This post is the fourth of a series on my participation in the PREDICT 2 study. Click the links below to read earlier parts of the series:
- PREDICT 2 Study Experience: Set-up Day + The Study Pack
- PREDICT 2 Study Experience: Day 1 Reflection
Well, I made my first major blunder as a PREDICT 2 study participant: I forgot to put my activity tracker back on my wrist after taking a shower! I realized what I had done after arriving to work. With my commute being 45 minutes, I knew it wouldn’t be feasible to return home to retrieve the tracker. I went to the “Help” feature on the study app and tapped “Chat with us.” I sent a message explaining that I had forgotten to put the tracker on that morning, and I asked if it would be okay to remain as inactive as possible before returning home at the end of the work day.
The study team member who answers in the morning, Haya, thanked me for letting her know and that she would make a note of it. She said to resume normal activity, log any exercise in the study app, and to put the motion tracker back on when I got home. Crisis averted!
Day 2: Return of the Muffins
I had my day 2 breakfast at 8:03am, consisting of three standardized muffins, looking and tasting the same as the muffins from day 1. I also had a cup of coffee, which I logged in the study app.
It was just breakfast muffins today, so I was free to eat whatever I wanted for lunch and dinner. Today for lunch I had a chicken breast (~10oz) roasted with thyme, salt, and pepper and a simple ratatouille (1 cup) made up of eggplant, zucchini, and tomatoes seasoned with thyme, salt, pepper, garlic, and lemon. I had the same dish in the same servings last night, so I used the study app’s meal-copying function to add the same item as last night’s dinner.
It’s definitely more difficult to log made-at-home meals than I anticipated. Obviously it would be easier to scan a barcode or look up an exact meal off of a restaurant menu. But in a normal week, I cook most nights, and I want my habits during the study days to be as close to my normal as possible so my results represent my usual responses to food.
I read an interesting article in the blog on joinzoe.com about the muffins used in PREDICT. While as a participant I am blind to the details, there are three different muffins I could be consuming:
- High-carb, low-fat
- Low-fat, high-carb
- Average fat and carb
All of the muffins are plain vanilla flavored and the look basically the same except for the blue muffins I’ll eat tomorrow for breakfast. No, they aren’t blue because of any blueberry flavoring. It’s food dye, and it serves the purpose of helping the study team identify “GI Transit Time” (GI = gastrointestinal as in the GI tract or “gut”). Catching on yet? After eating the blue muffins, I’ll be able to let the study team know through the app when I “see them again,” and this data tells them how fast certain food components move through my digestive system and out of my body.
The PREDICT “Muffin Master is nutrition scientist Dr. Sarah Berry from King’s College London. Together with test baker Kate, Dr. Berry created the magical muffin recipe for PREDICT so the study team would have palatable standardized food with known amounts of food components like fat and carbohydrate.
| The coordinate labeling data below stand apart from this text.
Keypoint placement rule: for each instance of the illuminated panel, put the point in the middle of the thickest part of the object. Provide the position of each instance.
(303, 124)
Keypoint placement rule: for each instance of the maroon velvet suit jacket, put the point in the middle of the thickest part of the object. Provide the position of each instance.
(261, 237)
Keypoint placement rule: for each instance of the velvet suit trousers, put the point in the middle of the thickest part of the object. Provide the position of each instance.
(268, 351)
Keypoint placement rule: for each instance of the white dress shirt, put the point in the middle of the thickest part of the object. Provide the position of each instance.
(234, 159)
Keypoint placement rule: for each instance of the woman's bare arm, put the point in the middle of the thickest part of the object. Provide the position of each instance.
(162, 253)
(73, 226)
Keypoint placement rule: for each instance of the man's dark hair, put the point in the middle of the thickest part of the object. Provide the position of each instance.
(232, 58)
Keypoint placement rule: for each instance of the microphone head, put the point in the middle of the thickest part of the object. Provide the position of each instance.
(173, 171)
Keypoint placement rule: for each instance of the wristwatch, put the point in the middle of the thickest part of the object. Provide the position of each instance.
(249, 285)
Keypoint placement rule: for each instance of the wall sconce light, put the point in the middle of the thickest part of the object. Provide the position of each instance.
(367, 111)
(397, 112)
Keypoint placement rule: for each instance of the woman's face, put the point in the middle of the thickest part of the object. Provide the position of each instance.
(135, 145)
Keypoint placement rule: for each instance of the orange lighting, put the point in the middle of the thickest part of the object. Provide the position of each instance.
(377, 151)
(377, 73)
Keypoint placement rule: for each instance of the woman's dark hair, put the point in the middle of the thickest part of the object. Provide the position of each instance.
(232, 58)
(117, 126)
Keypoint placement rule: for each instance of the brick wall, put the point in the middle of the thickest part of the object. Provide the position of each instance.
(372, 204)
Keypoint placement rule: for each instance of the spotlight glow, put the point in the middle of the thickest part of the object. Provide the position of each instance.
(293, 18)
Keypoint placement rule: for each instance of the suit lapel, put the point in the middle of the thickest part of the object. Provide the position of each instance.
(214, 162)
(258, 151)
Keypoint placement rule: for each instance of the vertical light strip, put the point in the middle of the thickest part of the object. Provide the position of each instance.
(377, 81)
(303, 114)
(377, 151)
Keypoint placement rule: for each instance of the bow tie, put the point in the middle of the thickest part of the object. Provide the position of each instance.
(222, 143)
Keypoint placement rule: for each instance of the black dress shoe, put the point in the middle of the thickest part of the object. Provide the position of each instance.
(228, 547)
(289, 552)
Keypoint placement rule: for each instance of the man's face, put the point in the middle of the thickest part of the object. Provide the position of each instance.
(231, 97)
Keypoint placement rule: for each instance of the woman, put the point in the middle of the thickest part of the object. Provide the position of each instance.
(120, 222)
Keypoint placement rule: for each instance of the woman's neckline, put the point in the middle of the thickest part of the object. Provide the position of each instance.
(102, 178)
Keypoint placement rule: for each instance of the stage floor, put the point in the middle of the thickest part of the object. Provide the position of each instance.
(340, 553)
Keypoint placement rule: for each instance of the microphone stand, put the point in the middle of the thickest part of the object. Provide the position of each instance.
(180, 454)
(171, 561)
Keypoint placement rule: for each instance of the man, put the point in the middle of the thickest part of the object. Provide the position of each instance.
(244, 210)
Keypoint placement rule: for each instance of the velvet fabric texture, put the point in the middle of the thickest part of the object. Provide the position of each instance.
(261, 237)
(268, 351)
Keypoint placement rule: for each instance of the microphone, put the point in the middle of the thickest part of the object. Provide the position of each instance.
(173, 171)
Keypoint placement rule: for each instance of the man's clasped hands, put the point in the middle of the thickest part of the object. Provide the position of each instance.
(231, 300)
For the most part, the muffins remove natural variability found in foods because of something called the “whole food matrix.” This is useful for the study, as their aim is to identify how people uniquely respond to high-fat meals, high-carb meals, and anything in between. But how does this data translate to the “real world” where people don’t eat standardized science muffins? I’ll be interested in learning more about the answer to this question as I read more about PREDICT and the science behind the study’s methodology. While I doubt the answer is simply “Well ScienceKara, the data translates seamlessly, and there’s nothing to worry about,” I also think my own answer right now would be: Well ScienceKara, we have to start somewhere.
Read the ZOE blog about the muffins.
Listen to the Gastropod podcast episode where the two hosts talk about their experience in PREDICT 1. Hosts interview:
- PREDICT study scientist, Professor of Genetic Epidemiology at King’s College London, director of the Twins UK study, and ZOE co-founder Tim Spector, PhD
- Timothy Caulfield, BSc, LLM, LLB, a Canadian professor of law at the University of Alberta, the Research Director of its Health Law Institute, and current Canada Research Chair in Health Law and Policy. Caulfield provides an interesting opinion on the efforts to personalize nutrition. He makes the point that with this type of technology ZOE is building with data from PREDICT, populations that arguably need a lifestyle change to improve health and prevent disease the most are not likely to get involved (i.e. low socioeconomic status).